4-NP has been found ubiquitous (Ekelund et al. 1993) and its accumulation in plants and animals has been demonstrated to influence sexual and reproductive development (Ahel et al. 1993; Ekelund et al. 1990; Nagao et al. 2000). 4-NP also migrates from polyvinyl chloride food packing films into foods (Inoue et al. 2001). The average daily intake of 4-NP is different among countries with markedly higher intake in Taiwan compared with that in Germany and New Zealand (Lu et al. 2007). Increasing evidences have shown that 4-NP exposure elevates oxidative stress in various tissues such as testes, liver, kidney, brain, and neutrophils (Gong and Han 2006; Obata and Kubota 2000; Okai et al. 2004). However, whether vascular system is susceptible to 4-NP exposure has not been elucidated.

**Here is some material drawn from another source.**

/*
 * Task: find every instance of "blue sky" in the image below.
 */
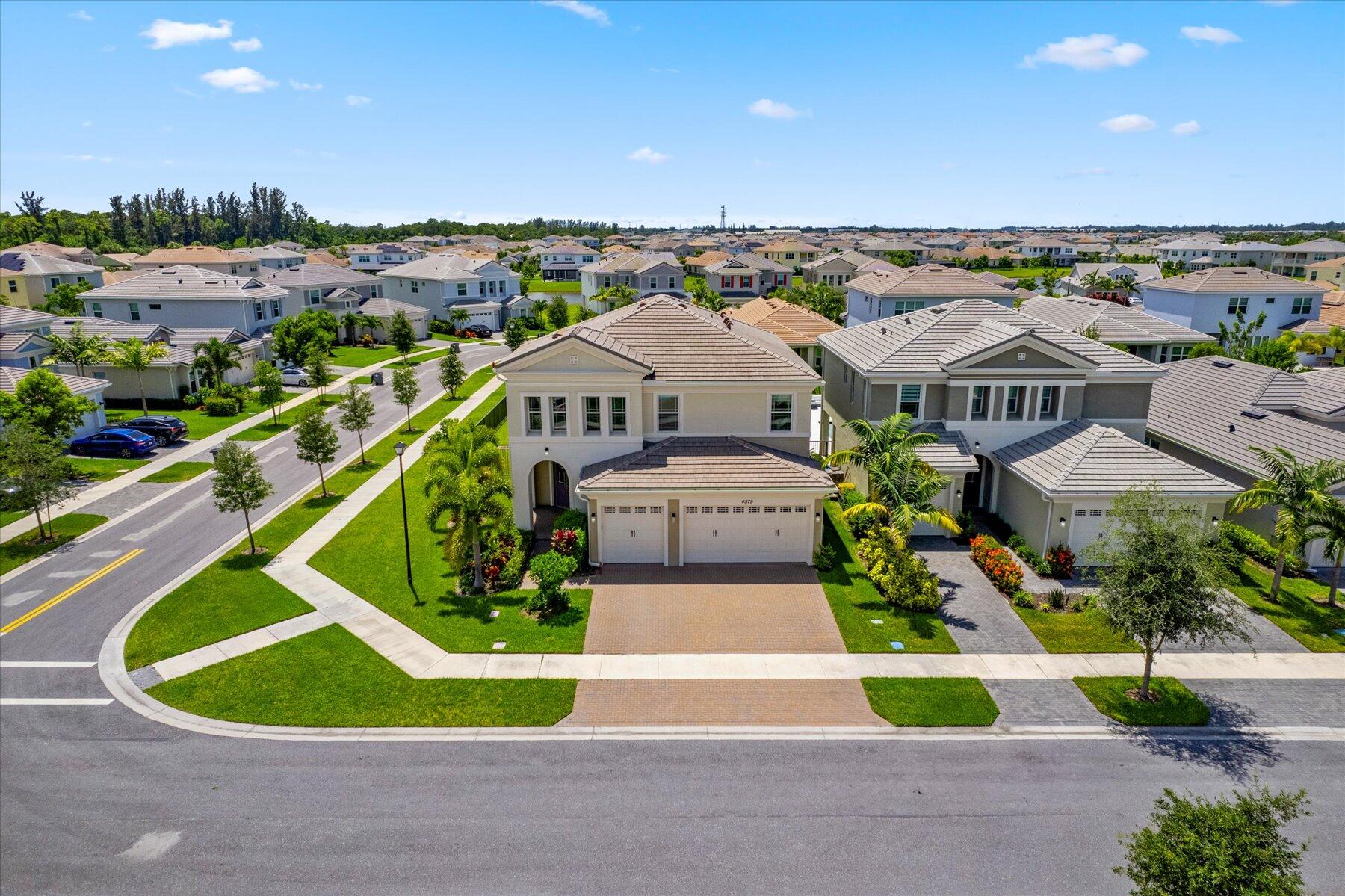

Increased production of reactive oxygen species (ROS), such as hydroxyl radicals, peroxynitrite, superoxide anion and hydrogen peroxide, contributes to an elevated oxidative stress which is a well-documented risk factor in the development of cardiovascular diseases (Faraci 2006). Nicotinamide adenine dinucleotide phosphate (NADPH)-related oxidase (Li and Shah 2003) and xanthine oxidase (Cai 2005) are intracellular oxidant enzymes responsible for ROS generation, and their activities can be represented indirectly by the ROS production in the presence of NADPH or xanthine using lucigenin-based chemiluminescence assay (Berry et al. 2000; Yu et al. 2006). Although other studies have demonstrated that 4-NP increased oxidative stress, whether 4-NP exposure affects vascular NADPH-related oxidase or xanthine oxidase activity remains unclear.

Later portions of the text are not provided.